Em apenas um ano, mais de duas toneladas de carne foram retiradas das prateleiras de supermercados, mercearias e açougues de Bauru por terem sido consideradas impróprias para o consumo. O trabalho, realizado pelo Centro de Controle de Zoonoses (CCZ) no ano de 2009, inutilizou 2.200 quilos de carnes bovinas, suínas e embutidos, aves e peixes e outras carnes, além de 240 litros de leite.
Do total de 24 ocorrências, 19 foram registradas em pequenas mercearias e açougues e cinco em grandes supermercados. Os motivos das inutilizações são referentes à alteração de cor do produto, refrigeração inadequada e procedência desconhecida.
“Neste último ano tivemos um grande aumento do volume de inutilizações porque, em apenas um minimercado, foram recolhidos 700 quilos de carne bovina clandestina e mal armazenada”, comenta Flávio Tadeu Salvador, diretor da Divisão de Vigilância Sanitária. O estabelecimento foi autuado e a mercadoria, apreendida.
Segundo Salvador, não houve ocorrências em feiras livres, mas a recomendação é não consumir produtos comercializados nesses locais que não tragam na embalagem o registro de algum órgão de inspeção federal (SIF), estadual (Sisp) ou municipal (Simb). “Para todos os produtos de origem animal, este selo é obrigatório. Se o produto não tiver identificação, o consumidor deve exigir esta informação do vendedor. Ela é a garantia de que o frigorífico ou abatedouro que forneceu a carne passam por acompanhamento sistemático dos órgãos de inspeção”, detalha.

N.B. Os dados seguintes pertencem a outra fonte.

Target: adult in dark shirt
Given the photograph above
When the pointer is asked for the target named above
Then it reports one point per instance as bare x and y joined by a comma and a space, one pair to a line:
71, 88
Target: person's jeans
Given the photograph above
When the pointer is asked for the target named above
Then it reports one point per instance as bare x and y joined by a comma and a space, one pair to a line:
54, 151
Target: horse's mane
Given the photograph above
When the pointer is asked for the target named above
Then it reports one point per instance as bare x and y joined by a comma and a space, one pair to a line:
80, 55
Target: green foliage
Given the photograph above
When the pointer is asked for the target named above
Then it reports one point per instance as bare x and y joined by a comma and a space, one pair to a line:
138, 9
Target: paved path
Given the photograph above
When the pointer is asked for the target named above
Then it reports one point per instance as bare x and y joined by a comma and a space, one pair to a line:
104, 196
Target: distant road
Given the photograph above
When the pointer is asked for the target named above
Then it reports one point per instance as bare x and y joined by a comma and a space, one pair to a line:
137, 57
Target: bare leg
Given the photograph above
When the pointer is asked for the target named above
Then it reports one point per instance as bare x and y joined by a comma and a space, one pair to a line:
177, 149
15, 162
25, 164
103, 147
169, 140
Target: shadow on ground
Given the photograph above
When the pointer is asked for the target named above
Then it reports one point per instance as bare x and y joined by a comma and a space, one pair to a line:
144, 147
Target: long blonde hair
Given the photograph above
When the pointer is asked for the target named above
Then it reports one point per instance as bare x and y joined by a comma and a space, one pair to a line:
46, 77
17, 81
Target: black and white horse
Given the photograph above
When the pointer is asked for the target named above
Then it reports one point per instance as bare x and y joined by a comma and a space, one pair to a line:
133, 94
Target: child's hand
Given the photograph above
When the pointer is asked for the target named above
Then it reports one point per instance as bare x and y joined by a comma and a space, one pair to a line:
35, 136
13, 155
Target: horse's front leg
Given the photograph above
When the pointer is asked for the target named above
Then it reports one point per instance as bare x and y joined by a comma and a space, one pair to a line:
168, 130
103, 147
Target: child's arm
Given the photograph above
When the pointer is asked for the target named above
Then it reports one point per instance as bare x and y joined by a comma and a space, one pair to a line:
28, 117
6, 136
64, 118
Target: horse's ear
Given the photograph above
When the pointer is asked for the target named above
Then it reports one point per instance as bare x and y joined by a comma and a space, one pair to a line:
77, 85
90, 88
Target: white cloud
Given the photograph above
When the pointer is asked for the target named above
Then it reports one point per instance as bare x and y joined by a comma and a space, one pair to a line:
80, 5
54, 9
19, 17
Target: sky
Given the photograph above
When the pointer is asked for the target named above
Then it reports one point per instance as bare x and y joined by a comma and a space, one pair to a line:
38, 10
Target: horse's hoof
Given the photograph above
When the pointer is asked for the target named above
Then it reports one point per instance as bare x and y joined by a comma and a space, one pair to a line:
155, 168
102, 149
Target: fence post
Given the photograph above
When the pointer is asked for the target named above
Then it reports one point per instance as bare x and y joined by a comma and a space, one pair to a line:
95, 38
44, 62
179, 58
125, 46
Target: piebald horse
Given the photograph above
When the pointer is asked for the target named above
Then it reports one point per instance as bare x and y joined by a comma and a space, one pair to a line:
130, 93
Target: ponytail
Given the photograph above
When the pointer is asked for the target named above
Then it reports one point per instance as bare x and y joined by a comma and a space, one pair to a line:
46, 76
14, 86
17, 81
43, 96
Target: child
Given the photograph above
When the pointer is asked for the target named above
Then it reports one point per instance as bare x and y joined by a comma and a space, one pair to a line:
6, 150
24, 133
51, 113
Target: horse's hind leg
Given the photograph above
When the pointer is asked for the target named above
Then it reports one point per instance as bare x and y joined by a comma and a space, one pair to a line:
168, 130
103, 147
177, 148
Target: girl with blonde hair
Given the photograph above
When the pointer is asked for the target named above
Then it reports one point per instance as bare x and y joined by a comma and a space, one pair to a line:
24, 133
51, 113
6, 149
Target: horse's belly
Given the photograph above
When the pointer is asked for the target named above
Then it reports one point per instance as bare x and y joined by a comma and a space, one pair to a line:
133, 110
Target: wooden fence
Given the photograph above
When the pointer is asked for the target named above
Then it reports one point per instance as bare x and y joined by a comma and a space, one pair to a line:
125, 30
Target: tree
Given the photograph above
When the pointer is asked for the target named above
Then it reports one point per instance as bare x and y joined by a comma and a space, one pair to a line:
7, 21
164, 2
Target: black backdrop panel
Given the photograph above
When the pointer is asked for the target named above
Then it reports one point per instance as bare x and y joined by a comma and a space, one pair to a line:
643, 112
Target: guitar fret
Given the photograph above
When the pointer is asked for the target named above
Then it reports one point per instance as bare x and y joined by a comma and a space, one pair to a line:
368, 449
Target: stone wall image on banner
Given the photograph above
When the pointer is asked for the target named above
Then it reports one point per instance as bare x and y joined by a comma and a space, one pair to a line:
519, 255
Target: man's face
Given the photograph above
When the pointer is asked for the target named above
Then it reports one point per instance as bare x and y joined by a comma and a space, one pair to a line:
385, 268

Uma dica para não cair na armadilha dos estabelecimentos que vendem alimentos de frigoríficos clandestinos, segundo ele, é desconfiar de preços muito baratos, principalmente nos pequenos açougues, mercados e mercearias. Outro alerta está relacionado à aparência da carne, conforme ensina João Campoi, proprietário de uma churrascaria de Bauru.
“A cor precisa ser um vermelho vivo. Se for carne de um macho, que é mais macia, a gordura precisa ser num tom amarelo claro. Já a carne da fêmea costuma ser um pouco mais esbranquiçada”, revela. Caso o corte esteja com aparência amarelada, esverdeada ou ressecada, é melhor não levar o produto para casa.
De acordo com Salvador, as gôndolas onde estão acondicionadas as carnes não podem ser iluminadas com lâmpadas vermelhas, artifício utilizado para confundir o consumidor no momento de avaliar o aspecto do produto. “Também não pode haver carnes de tipos diferentes misturadas umas com as outras”, completa.
Outro ponto que também precisa ser considerado são as condições de higiene do estabelecimento e dos funcionários que manipulam o alimento. “Também é recomendado evitar carne pré-moída e carnes em bandejinhas. Já tivemos reclamação de consumidores que compraram a bandeja com os bifes sobrepostos e, ao abrir, encontrou fatias esverdeadas que estavam embaixo”, conta o diretor.